I have an AM/FM/CD radio in my sailboat. I installed it myself. The first one was an expensive marine unit which failed after a few years so I replaced it with a inexpensive standard car unit. It worked fine for a few years also but one day I noticed an acrid smell near it. A few days later I looked again and saw that the antenna lead had MELTED! The antenna is mounted at the top of a 45 ft grounded aluminum mast and a coax cable comes down the mast and into the radio with a standard car antenna jack. Two days later I noticed that other cables attached to the radio but unconnected to anything had also melted and now the fiberglass above it was clearly charred. Clearly there had been flames there so I took it all out. Today I replaced it with another new car radio from a different manufacturer.

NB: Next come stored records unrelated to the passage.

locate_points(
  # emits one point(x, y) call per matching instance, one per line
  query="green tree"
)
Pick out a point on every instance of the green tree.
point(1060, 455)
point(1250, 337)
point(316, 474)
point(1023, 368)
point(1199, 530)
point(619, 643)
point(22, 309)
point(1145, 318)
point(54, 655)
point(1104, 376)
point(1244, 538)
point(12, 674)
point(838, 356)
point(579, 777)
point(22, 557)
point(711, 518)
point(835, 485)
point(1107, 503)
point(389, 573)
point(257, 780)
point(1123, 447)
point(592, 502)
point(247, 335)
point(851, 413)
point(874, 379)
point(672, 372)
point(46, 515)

My question is "What the heck could have caused the burning and melting wires???" At first I assumed a lightening strike but the CD player portion still works. For all I know the radio might work too but I had to destroy the antenna jack to remove the radio. A lightening strike probably would have taken out all of the electronics on the boat but nothing else is damaged and I see no other evidence of a direct lightening hit. No fuses or breakers were ever blown. The apparent minor fire happened while the radio was OFF. There are two power leads to it, one that is always on to keep memory intact and one that only comes on when the radio breaker is on. All I can think of is that the first power lead may not be fused (it certainly isn't on a breaker), and that perhaps it wasn't fused in the radio either and there was a short in the radio that caused high currents and eventually heat and melting wires. I'm lucky the boat didn't burn down.
Any other theories I might check out? The new radio has a standard plug in auto fuse on the back.